Spring has descended but the cash rate hasn’t

Added by on September 10, 2011

This week’s Reserve Bank decision to keep the cash rate steady for a tenth successive month is cause for celebration, though a rate reduction would have resulted in more than half of all Australians with home loans building a bigger financial buffer against mortgage stress.

A national survey of 1,000+ homeowners and investors commissioned by Mortgage Choice and completed this week found 50% intend to contribute more to their home loan if interest rates fall over the coming months, rather than spend any additional funds. 7% will spend more but also save more by contributing extra to their home loan.

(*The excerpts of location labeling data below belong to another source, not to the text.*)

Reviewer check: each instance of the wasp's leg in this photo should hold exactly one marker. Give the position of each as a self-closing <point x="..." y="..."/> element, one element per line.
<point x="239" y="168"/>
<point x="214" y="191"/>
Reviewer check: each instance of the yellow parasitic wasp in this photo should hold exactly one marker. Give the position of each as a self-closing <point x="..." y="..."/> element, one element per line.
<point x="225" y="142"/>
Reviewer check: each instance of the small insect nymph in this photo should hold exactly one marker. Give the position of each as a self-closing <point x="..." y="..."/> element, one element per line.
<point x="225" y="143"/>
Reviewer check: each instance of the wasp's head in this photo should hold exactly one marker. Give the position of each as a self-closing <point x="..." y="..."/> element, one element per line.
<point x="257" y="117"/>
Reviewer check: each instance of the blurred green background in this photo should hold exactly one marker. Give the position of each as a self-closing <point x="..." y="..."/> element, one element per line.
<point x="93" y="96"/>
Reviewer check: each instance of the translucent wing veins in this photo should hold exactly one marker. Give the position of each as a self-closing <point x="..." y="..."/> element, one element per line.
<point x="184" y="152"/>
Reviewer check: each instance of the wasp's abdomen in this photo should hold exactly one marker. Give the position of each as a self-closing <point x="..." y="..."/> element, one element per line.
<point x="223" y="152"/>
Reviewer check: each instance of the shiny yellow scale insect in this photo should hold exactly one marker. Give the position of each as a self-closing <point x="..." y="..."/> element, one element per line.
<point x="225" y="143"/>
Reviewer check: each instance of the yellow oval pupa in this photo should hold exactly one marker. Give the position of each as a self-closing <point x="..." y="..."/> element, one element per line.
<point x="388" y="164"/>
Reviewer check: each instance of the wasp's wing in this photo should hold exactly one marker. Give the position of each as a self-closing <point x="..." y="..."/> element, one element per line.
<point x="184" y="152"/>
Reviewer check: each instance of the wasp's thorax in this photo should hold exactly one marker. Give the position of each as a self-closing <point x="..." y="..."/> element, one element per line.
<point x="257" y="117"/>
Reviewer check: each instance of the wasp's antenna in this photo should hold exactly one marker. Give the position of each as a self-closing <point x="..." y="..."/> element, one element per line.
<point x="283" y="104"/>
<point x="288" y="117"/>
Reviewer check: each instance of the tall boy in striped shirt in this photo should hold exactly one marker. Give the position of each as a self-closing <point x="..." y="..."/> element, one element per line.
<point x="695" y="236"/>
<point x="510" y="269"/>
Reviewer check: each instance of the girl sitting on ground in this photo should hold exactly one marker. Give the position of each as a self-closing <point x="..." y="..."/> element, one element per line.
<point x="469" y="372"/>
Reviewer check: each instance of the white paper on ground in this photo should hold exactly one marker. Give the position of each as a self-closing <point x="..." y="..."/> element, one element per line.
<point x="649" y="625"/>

As for the remaining respondents:

  • 30% will ‘save more money in some other way’
  • 6% will ‘spend more but also save more in some other way’
  • 4% will ‘spend more and save the same amount’

Only 4% will throw caution to the wind and spend more without saving any money at all.

Mortgage Choice spokesperson Kristy Sheppard said, “Sanity prevailed with September’s cash rate decision. It should lead to improved consumer and business confidence as spring moves in.

“A rate rise would have increased the financial strain on businesses within housing, manufacturing, retail and many other industries. Ongoing rate stability will hopefully see them move to steadier ground, to a position where they feel less pressure to cut employee hours or reduce staff numbers.

“Borrowers will be delighted with the decision, but obviously would have been much more relieved to see a rate drop. However, steady rates probably won’t result in most heading back to the shops.

“Our new national survey discovered only one in five of the 1,000-plus respondents, all of whom were mortgage holders, will spend more if interest rates drop. In fact, every second person will simply contribute all extra funds into their home loan.

“96% will save more money or the same as they have been if rates fall, which clearly demonstrates the mindset of today’s cautious consumer. De-leveraging while building a protective financial shield against tougher times is very much at the forefront of their decision making.

“Our findings also indicate current interest rates aren’t contributing to borrower stress as a number of commentators suggest. What they are doing is stopping the majority of mortgage holders from creating a bigger financial buffer via making extra repayments.”